PULSE MARKET UPDATE – AUGUST 2020
The demand for UK pulses looks set to increase further with significant domestic interest in the 2021 crop. More immediately, the 2020 harvest appears to be a stop-start affair and much of the UK pulse crop is yet to be combined. A decent fine spell is now required to bring it home.
While a massive yield range has been experienced, the UK pea crop appears to have performed better than expected and it is likely that yields will be just short of average. Dry conditions during the growing season means grain size appears to be smaller than normal and this will account for some of the yield loss as well as increasing screening losses. Quality of the few early samples seen is reported to be of good colour but with disappointing levels of pea moth damage.
Southern winter bean crops have not promised much all year and in that respect have not disappointed. Winter bean quality is disappointingly poor and looks set for the feed market. Only around 50% of the intended crop was eventually drilled and after sowing, winter beans almost universally sat cold sodden soils before being baked dry in the spring. With most harvested in July it is hardly surprising that yields and quality have fallen short of growers’ initial hopes.
The main part of the spring bean crop looks significantly better and some promising yields look likely, particularly from the Midlands northwards. Early spring bean reports suggest southern crops have yielded much better than winter crops but have significant bruchid issues, many with insects not yet emerged.
The markets remain flat. Buyers are sitting on the fence with little pressure to buy, the effects of the pandemic quelling demand, leaving old crop stocks untroubled. Sellers are without the usual barn fill pressures of a more normal year and are therefore also able to sit back, at least for a while. Fluctuations in the currency market and a strengthened Sterling, especially against the US dollar has had a negative impact on export potential adding to the cost for buyers.
Small volumes that are trading might be expected to fetch £195-£200/tonne ex-farm in November, with lower values for immediate movement.
Prices have continued to face some downward pressure as the new crop arrived but have held up remarkably well. Short position sellers are currently holding up the feed bean market and at the current levels the domestic feed demand is limited. At these levels soya is considered to represent better protein value.
There are, however, feed export commitments with consignments destined for Italy, Spain, Denmark and France over the coming months.
Despite the lack of dynamism in the market the trade is confident that the available crop will be easily absorbed.
Human Consumption beans…
With little demand and with the prospects of a large, good quality Australian crop available from November or December, the prospective window of opportunity for northern European beans of lower quality looks small. Feed bean prices are supporting a high base price and discounted Australian offers are pulling down a low ceiling. This makes finding much of a premium for good quality UK production hard. Current premiums over feed are notionally offered at as much as £5-£10/t.
The pea crop is generally better than was expected in the late weeks of spring/early summer. However mixed maturity from uneven emergence is resulting in many samples with a wide grain size range and is likely to be the main reason for yield reduction. Peas that do not make the grade and are destined for the feed trade at a discount to beans should currently expect no more than £185-190/t ex-farm. In reality, merchants first interest post-harvest will be with their contracted producers, meaning that until the quality, production volumes and final prices for their existing obligations have been agreed there is likely to be minimal interest in open market productions.
Off contract demand is currently low but good quality samples might receive offers in the range of £265-£285/t ex-farm
2021 crop contracts are available with some merchants while others are waiting until the size and quality of the 2020 crop is better known. Contracts available have a value range, with either deductions or bonus quality clauses. Rough values are based around £310/t ex-farm depending upon quality.
Blue / Green peas
An indicative value for a bleached (>10%) lot off contract might be £215/t ex-farm stretching up to £250/t for the best good quality colour and soaking samples.
2021 crop contracts are typically available within a range £225-£275 for crop 2021.
Yellow / White peas
Current values are in the region of £205/t.
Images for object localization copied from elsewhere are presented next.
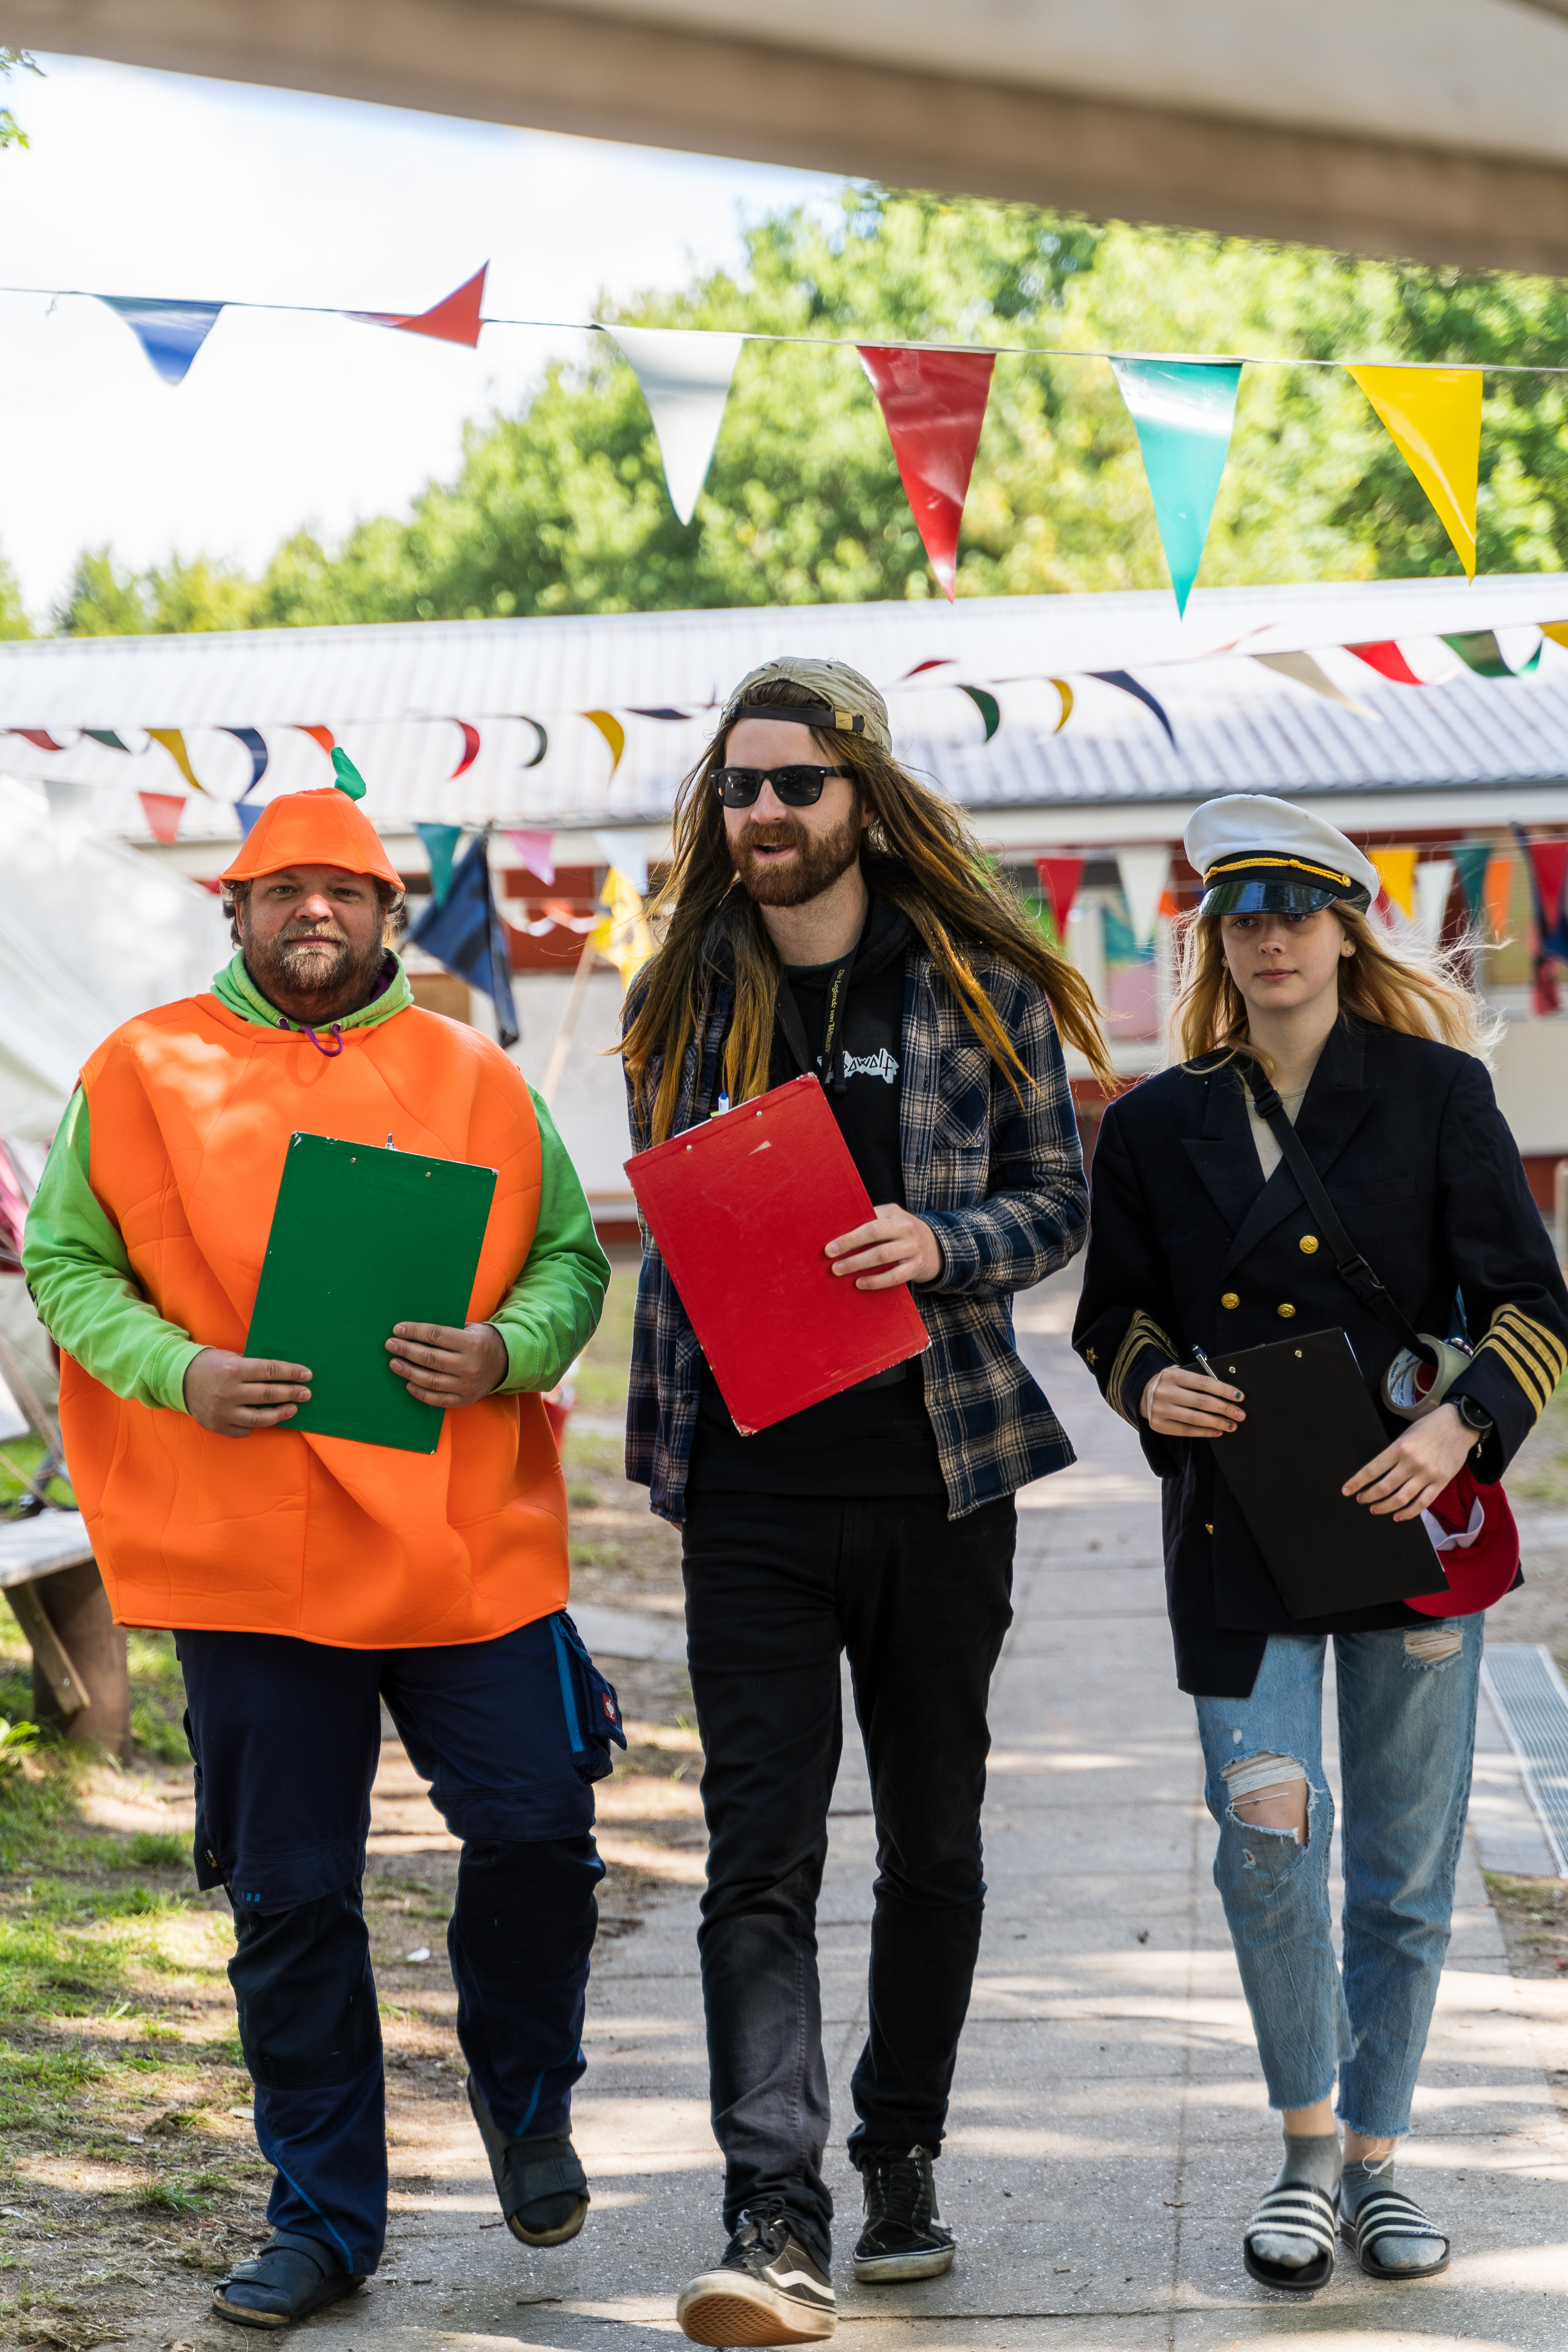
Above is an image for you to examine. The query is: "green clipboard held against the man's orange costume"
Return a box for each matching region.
[244,1134,496,1453]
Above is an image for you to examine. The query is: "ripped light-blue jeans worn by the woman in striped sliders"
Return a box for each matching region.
[1196,1616,1486,2140]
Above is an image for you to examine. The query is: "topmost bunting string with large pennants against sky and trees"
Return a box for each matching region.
[0,263,1568,614]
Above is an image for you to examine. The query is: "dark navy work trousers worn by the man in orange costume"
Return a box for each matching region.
[176,1618,618,2272]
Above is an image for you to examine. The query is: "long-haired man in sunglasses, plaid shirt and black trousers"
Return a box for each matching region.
[623,661,1105,2345]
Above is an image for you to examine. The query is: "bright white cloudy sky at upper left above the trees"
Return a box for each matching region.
[0,56,837,616]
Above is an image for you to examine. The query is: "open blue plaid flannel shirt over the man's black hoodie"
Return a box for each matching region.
[625,927,1088,1526]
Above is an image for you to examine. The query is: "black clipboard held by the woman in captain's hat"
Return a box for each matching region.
[1208,1331,1448,1618]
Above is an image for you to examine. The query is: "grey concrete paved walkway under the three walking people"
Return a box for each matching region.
[355,1287,1568,2352]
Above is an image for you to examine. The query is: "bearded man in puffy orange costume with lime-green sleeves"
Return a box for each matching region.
[23,755,620,2329]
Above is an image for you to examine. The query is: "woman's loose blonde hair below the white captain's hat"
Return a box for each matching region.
[1171,903,1498,1077]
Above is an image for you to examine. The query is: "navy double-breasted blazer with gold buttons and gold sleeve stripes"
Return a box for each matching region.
[1072,1016,1568,1698]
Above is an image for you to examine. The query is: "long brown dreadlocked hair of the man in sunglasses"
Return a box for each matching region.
[620,677,1117,1143]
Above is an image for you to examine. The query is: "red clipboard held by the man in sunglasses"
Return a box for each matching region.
[625,1077,931,1437]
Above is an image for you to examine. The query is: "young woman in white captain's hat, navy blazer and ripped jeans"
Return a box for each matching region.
[1074,795,1568,2293]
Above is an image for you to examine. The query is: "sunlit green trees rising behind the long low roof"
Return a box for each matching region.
[61,188,1568,628]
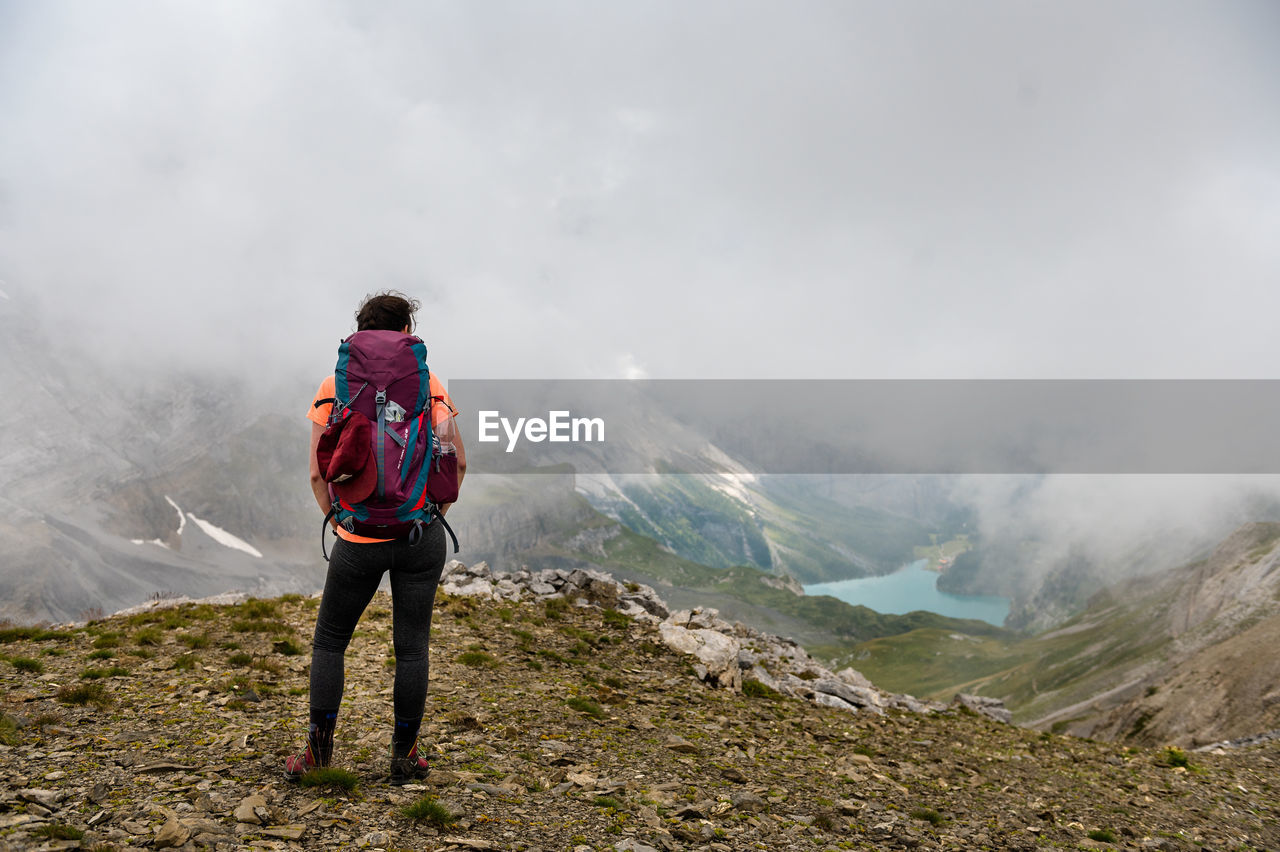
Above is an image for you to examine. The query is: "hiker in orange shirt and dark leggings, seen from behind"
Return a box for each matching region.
[284,292,466,785]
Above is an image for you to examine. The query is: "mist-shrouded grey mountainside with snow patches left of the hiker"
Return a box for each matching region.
[0,281,325,620]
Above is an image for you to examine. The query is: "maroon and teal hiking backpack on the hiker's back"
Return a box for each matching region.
[316,330,458,558]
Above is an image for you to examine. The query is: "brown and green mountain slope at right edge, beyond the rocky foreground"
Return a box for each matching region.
[854,523,1280,745]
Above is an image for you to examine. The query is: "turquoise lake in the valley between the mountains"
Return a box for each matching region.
[804,559,1009,626]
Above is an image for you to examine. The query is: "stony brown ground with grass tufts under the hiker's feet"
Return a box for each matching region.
[0,560,1280,851]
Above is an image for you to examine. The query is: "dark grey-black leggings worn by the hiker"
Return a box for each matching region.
[311,523,445,728]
Some really impressive large bold grain samples have been seen.
2021 contracts are available in the range £200-250/t ex-farm, with clauses for waste and stain. There are no colour clauses for yellow peas, but the values tend to be lower due to potential competition from imports and large volumes of international trade. A small domestic market exists that puts a premium on UK provenance.
Current values are around £295/t ex-farm. Samples seen so far have been excellent with good yields.
Maple peas have a small niche market and tend to be quickly covered by committed growers. If interested ask your trader if contracts are available.